The KNN Regression model performs worse, with a higher MAE of 845,348 and a lower R² score of 0.6184, indicating it explains only about 61% of the variance in house prices. Its MSE is also higher at 1.35 trillion, reinforcing its lower accuracy.
Overall, while Linear and Ridge Regression models show some predictive power, their high MSE values indicate substantial errors, making them less reliable for precise house price predictions.
Random Forest Regressor#
Feature importance analysis is a method used in machine learning to understand the decision-making process of a model. By analyzing the importance of features, we can understand which features are most important to the model’s predictions. Random Forest Regressor is an integrated decision tree-based approach that improves prediction performance by constructing multiple decision trees and combining their results. Random Forest also has the useful property that it is able to evaluate the importance of each feature. The main reason I used this model was to find out which features are most important for house price prediction. Finally I also wanted to show the importance of each feature through a bar chart.#
from sklearn.model_selection import train_test_split
from sklearn.ensemble import RandomForestRegressor
import matplotlib.pyplot as plt
rf_model = RandomForestRegressor(random_state=42)
rf_model.fit(X_train, y_train)
feature_importances = rf_model.feature_importances_
features = X.columns
importance_df = pd.DataFrame({'Feature': features, 'Importance': feature_importances})
importance_df = importance_df.sort_values(by='Importance', ascending=False)
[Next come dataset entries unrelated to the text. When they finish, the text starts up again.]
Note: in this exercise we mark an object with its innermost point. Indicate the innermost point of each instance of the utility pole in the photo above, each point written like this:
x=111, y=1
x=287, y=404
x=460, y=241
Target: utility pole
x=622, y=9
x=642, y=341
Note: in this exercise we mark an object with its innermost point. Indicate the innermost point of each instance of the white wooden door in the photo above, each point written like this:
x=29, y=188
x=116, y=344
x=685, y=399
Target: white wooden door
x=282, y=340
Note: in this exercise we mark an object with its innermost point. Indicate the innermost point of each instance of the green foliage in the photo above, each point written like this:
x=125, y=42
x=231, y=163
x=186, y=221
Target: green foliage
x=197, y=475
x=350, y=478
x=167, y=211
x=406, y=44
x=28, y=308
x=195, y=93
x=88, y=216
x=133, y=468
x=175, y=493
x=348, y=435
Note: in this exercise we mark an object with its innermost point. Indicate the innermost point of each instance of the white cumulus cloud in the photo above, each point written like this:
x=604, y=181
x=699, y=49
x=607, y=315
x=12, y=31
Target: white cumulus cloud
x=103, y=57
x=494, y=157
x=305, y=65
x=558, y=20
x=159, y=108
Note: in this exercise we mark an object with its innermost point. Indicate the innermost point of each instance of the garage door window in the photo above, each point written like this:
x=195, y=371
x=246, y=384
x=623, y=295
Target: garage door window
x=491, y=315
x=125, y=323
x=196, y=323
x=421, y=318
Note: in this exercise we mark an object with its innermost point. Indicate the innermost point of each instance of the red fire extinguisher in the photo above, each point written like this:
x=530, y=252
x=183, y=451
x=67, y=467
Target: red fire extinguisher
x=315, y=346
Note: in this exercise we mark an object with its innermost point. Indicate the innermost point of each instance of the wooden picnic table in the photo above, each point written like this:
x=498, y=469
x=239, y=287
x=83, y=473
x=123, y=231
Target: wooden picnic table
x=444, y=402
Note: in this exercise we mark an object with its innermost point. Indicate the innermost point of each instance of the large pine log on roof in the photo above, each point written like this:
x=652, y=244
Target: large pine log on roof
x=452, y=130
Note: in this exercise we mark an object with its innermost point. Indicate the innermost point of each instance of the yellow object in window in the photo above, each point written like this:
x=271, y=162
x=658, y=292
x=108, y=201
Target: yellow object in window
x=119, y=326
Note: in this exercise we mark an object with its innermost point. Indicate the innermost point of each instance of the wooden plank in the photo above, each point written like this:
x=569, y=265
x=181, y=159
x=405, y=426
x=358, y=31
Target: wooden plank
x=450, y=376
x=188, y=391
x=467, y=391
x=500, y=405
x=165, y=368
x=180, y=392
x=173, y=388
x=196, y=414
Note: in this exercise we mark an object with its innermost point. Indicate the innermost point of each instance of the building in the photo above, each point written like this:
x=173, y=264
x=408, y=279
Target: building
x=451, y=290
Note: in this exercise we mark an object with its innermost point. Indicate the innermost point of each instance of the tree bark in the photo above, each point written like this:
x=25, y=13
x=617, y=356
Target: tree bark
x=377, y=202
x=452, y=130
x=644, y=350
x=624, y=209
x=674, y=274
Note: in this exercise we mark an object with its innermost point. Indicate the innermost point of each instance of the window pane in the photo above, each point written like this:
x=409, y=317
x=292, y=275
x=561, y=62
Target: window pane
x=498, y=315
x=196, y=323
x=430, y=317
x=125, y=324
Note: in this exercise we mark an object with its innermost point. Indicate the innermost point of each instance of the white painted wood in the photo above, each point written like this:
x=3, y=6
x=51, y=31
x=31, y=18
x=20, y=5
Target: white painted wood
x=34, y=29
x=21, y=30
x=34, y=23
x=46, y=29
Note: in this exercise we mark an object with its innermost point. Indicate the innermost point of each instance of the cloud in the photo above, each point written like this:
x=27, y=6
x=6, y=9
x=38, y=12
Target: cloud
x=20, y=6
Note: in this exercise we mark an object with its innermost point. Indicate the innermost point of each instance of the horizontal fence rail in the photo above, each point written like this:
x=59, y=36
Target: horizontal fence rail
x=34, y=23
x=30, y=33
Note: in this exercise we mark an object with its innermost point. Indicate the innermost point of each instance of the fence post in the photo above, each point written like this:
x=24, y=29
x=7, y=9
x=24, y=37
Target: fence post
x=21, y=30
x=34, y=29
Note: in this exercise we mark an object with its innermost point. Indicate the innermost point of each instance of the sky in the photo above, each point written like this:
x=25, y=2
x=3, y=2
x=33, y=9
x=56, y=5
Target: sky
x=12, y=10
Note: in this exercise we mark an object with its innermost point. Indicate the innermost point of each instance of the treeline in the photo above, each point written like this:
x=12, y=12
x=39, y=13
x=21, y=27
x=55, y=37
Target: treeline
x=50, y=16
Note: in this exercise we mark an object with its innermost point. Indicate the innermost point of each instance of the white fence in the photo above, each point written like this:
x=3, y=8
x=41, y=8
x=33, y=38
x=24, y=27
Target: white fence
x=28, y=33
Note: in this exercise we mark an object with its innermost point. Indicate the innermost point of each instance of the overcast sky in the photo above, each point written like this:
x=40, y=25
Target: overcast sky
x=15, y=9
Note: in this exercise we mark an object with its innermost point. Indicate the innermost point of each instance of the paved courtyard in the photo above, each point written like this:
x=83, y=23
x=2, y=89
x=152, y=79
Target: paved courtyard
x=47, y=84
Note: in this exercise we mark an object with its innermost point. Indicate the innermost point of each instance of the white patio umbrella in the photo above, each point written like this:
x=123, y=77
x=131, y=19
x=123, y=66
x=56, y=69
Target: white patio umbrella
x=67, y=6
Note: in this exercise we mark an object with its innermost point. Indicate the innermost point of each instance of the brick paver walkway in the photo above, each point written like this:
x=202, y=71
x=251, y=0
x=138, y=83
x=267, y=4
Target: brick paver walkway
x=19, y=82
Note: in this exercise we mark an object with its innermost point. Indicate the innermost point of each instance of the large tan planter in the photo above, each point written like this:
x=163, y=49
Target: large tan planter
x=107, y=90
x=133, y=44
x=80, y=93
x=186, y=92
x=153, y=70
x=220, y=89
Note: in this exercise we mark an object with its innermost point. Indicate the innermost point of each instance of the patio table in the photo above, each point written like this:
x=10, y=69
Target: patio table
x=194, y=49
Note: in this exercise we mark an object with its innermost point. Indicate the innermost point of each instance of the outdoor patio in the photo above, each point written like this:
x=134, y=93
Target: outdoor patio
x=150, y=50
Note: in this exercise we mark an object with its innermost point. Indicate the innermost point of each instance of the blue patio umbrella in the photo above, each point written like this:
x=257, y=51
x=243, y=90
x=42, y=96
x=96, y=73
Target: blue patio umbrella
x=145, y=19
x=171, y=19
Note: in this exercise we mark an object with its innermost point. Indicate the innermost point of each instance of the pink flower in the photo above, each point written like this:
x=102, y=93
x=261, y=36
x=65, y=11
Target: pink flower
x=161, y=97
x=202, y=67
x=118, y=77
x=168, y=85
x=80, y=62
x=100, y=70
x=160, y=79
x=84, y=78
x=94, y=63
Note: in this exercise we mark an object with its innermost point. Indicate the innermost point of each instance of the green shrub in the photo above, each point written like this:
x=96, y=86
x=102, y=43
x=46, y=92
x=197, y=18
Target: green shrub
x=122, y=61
plt.figure(figsize=(10, 6))
plt.barh(importance_df['Feature'], importance_df['Importance'])
plt.xlabel('Importance')
plt.ylabel('Feature')
plt.title('Feature Importances')
plt.gca().invert_yaxis()
plt.show()
The feature importance analysis using a Random Forest Regressor reveals that ‘area’ is the most significant predictor of house prices, followed by ‘bathrooms’ and ‘airconditioning.’ These three features dominate the model’s predictive power, indicating that larger houses with more bathrooms and air conditioning tend to be valued higher. Other features like ‘stories,’ ‘parking,’ and ‘bedrooms’ also contribute but are less influential. Interestingly, ‘mainroad,’ ‘hotwaterheating,’ and ‘basement’ have minimal impact on price predictions. This suggests that buyers prioritize spacious and well-equipped homes over other features. Enhancing these key features could potentially increase a property’s market value.
Summary#
This project explores the relationship between various characteristics in housing datasets and their impact on house prices. As we have seen, key factors such as size, number of bedrooms, bathrooms and amenities were analyzed. With the exception of size, which is slightly more closely related to price, several of the other factors can only increase the price of a home to some extent and not to the extent that they can be used to predict the price of a home. I attempted to build and evaluate three predictive models - linear regression, K-Nearest Neighbor (KNN) regression, and ridge regression. The results showed that while the linear and ridge regression models showed some predictive power, their high mean squared error indicated significant inaccuracies.The KNN model performed even worse, with larger prediction errors and lower explanatory power. Unfortunately these factors do not allow these models to make an accurate prediction of house prices. I think it’s possible that as the dataset grows, it may actually be possible for such models to be successful in the future.